The report has been criticised by the renewables industry as the ‘same little clique of people repeating the same tired old arguments’.

According to the report the government’s focus on renewable energy sources is misguided and unrealistic.

As these technologies cannot provide the secure energy supply the country needs and could potentially lead to an energy crisis by the middle of this decade.

The report concludes the ‘official enthusiasm’ for renewables has more to do with the ‘power of the green lobby’.

Joint author Martin Livermore: said: “For too long, we have been told heavy investment in uneconomic renewable energy was not only necessary but would provide a secure future electricity supply.

“The facts actually show that current renewables technologies are incapable of making a major contribution to energy security and – despite claims to the contrary – have only limited potential to reduce carbon dioxide emissions.

“It seems ministers have not yet realised the need to invest in more nuclear and gas generating capacity if the electorate is not to be badly let down.”

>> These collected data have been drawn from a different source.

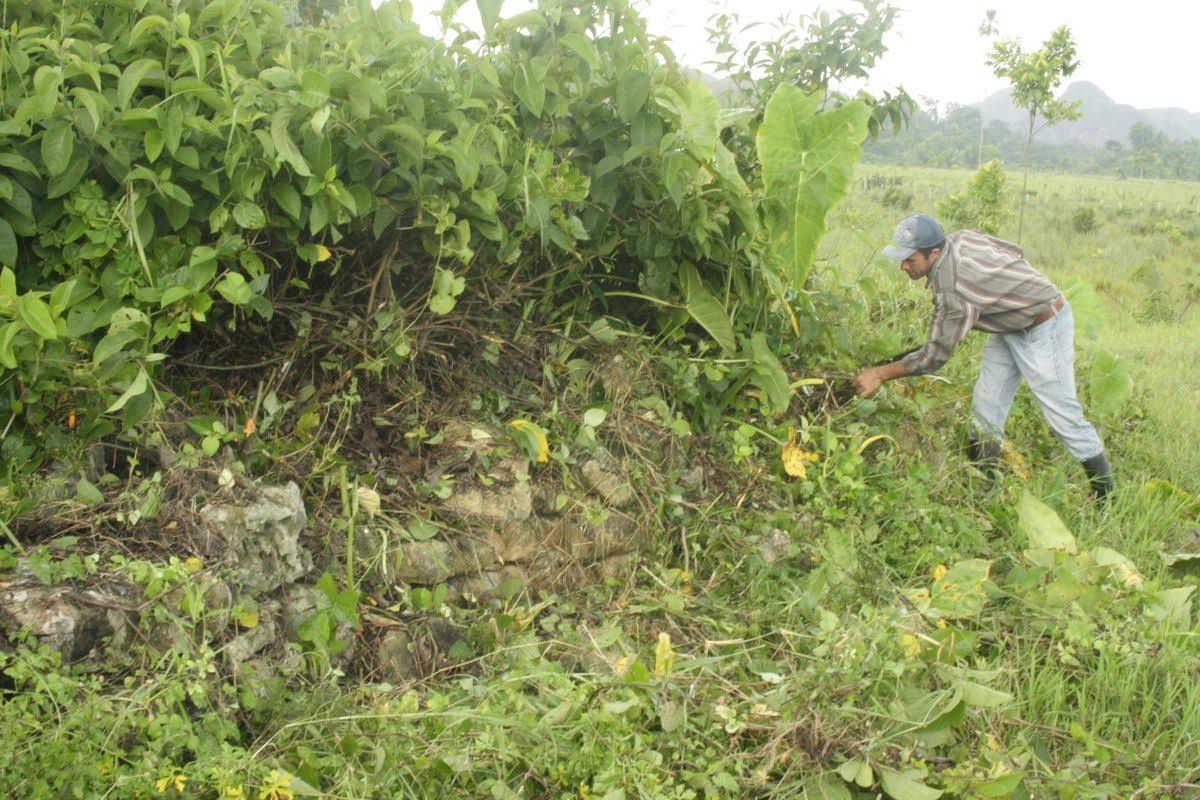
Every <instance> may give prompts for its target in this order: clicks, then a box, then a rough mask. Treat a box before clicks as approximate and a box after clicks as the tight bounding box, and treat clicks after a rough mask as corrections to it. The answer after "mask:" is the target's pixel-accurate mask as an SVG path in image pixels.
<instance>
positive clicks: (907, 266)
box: [900, 249, 942, 281]
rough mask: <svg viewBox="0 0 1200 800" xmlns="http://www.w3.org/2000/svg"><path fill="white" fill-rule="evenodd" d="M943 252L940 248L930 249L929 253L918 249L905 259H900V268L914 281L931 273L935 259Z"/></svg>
mask: <svg viewBox="0 0 1200 800" xmlns="http://www.w3.org/2000/svg"><path fill="white" fill-rule="evenodd" d="M941 254H942V251H940V249H931V251H929V255H924V254H923V253H922V252H920V251H917V252H916V253H913V254H912V255H910V257H908V258H906V259H905V260H902V261H900V269H901V270H904V273H905V275H907V276H908V277H910V278H912V279H913V281H916V279H918V278H923V277H925V276H926V275H929V271H930V270H931V269H934V261H936V260H937V257H938V255H941Z"/></svg>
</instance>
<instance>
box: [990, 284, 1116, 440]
mask: <svg viewBox="0 0 1200 800" xmlns="http://www.w3.org/2000/svg"><path fill="white" fill-rule="evenodd" d="M1022 378H1024V379H1025V380H1026V381H1027V383H1028V384H1030V390H1031V391H1032V392H1033V397H1034V398H1036V399H1037V401H1038V405H1039V407H1040V408H1042V414H1043V415H1045V417H1046V422H1049V423H1050V429H1051V431H1054V432H1055V435H1056V437H1058V440H1060V441H1062V444H1063V446H1064V447H1066V449H1067V450H1068V451H1069V452H1070V455H1072V456H1074V457H1075V458H1078V459H1080V461H1085V459H1087V458H1092V457H1093V456H1099V455H1100V453H1102V452H1104V443H1102V441H1100V437H1099V434H1098V433H1096V428H1094V427H1093V426H1092V423H1091V422H1088V421H1087V420H1085V419H1084V409H1082V407H1081V405H1080V404H1079V398H1078V397H1076V396H1075V318H1074V315H1073V314H1072V312H1070V305H1069V303H1066V305H1063V307H1062V308H1060V309H1058V311H1057V312H1055V315H1054V317H1051V318H1050V319H1048V320H1046V321H1044V323H1042V324H1040V325H1038V326H1037V327H1032V329H1028V330H1024V331H1018V332H1015V333H991V335H990V336H989V337H988V343H986V344H985V345H984V348H983V365H982V366H980V367H979V380H978V381H976V387H974V396H973V398H972V401H971V416H972V417H973V423H974V425H976V426H977V428H979V429H980V432H982V433H983V435H984V437H985V438H990V439H1003V437H1004V422H1006V421H1007V420H1008V410H1009V409H1010V408H1012V405H1013V396H1014V395H1015V393H1016V387H1018V386H1019V385H1020V383H1021V379H1022Z"/></svg>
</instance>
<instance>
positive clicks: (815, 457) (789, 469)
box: [780, 441, 821, 477]
mask: <svg viewBox="0 0 1200 800" xmlns="http://www.w3.org/2000/svg"><path fill="white" fill-rule="evenodd" d="M780 458H781V459H782V462H784V471H785V473H787V474H788V475H791V476H792V477H808V476H809V468H808V464H805V463H804V462H809V461H811V462H816V461H820V458H821V457H820V456H817V455H816V453H810V452H805V451H804V450H802V449H800V447H799V445H797V444H796V443H794V441H788V443H787V444H785V445H784V450H782V452H780Z"/></svg>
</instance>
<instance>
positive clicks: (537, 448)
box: [509, 420, 550, 464]
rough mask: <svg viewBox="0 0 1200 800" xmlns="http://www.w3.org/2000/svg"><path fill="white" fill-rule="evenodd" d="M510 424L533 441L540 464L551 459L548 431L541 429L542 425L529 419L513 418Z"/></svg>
mask: <svg viewBox="0 0 1200 800" xmlns="http://www.w3.org/2000/svg"><path fill="white" fill-rule="evenodd" d="M509 425H510V426H512V428H514V429H515V431H520V432H521V433H522V434H524V435H526V437H528V438H529V439H530V440H532V441H533V444H534V449H535V450H536V453H538V458H536V461H538V463H539V464H545V463H546V462H548V461H550V443H548V441H547V440H546V432H545V431H542V429H541V426H539V425H538V423H535V422H530V421H529V420H512V421H511V422H509Z"/></svg>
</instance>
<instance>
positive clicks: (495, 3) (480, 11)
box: [475, 0, 504, 36]
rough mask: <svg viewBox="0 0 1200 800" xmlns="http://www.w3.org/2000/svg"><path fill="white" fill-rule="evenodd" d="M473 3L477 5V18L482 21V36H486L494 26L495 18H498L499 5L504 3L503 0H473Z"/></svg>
mask: <svg viewBox="0 0 1200 800" xmlns="http://www.w3.org/2000/svg"><path fill="white" fill-rule="evenodd" d="M475 5H478V6H479V18H480V20H481V22H482V23H484V36H487V35H488V34H491V32H492V29H493V28H496V20H498V19H499V18H500V6H502V5H504V0H475Z"/></svg>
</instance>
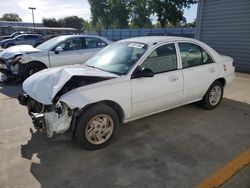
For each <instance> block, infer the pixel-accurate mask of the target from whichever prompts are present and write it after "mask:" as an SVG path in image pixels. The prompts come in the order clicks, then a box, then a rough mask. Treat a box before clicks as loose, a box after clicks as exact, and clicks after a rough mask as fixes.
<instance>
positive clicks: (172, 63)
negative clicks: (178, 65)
mask: <svg viewBox="0 0 250 188" xmlns="http://www.w3.org/2000/svg"><path fill="white" fill-rule="evenodd" d="M146 68H148V69H150V70H152V71H153V73H154V74H157V73H162V72H168V71H172V70H176V69H177V56H176V50H175V45H174V44H173V43H172V44H166V45H163V46H160V47H158V48H157V49H155V50H154V51H153V52H151V54H150V55H149V56H148V57H147V59H146V60H145V61H144V62H143V63H142V65H141V69H146Z"/></svg>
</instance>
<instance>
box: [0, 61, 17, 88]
mask: <svg viewBox="0 0 250 188" xmlns="http://www.w3.org/2000/svg"><path fill="white" fill-rule="evenodd" d="M16 66H18V67H16V68H15V69H16V70H17V71H16V72H15V73H13V72H12V70H11V66H10V64H8V63H6V61H3V60H0V73H2V75H3V76H2V77H1V81H2V82H5V83H15V82H16V81H19V80H20V79H21V76H20V75H19V71H20V67H19V65H16Z"/></svg>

RenewableUK director of policy, Dr Gordon Edge, said the report missed the fact the wind industry alone has installed enough turbines to provide clean electricity to more than 3,200,000 homes in the UK, displacing more than six and a half million tonnes of carbon dioxide every year.

He also said the report claims that as renewable energy sources ‘produce power intermittently, they cannot replace gas, coal and nuclear’.

Dr Edge said: “This report is simply another example of the same little clique of people repeating the same tired old arguments against renewable energy, regardless of the facts.

“Their report cannot be seen as an impartial piece of research – it was written by anti-renewables campaigners.

“Astonishingly, they seem to be suggesting we should generate electricity by importing vast quantities of expensive fossil fuels from abroad, rather than utilising a free low carbon source – wind – which is abundant throughout the UK, onshore and offshore.

“We will continue to forge ahead with the successful deployment of wind energy.”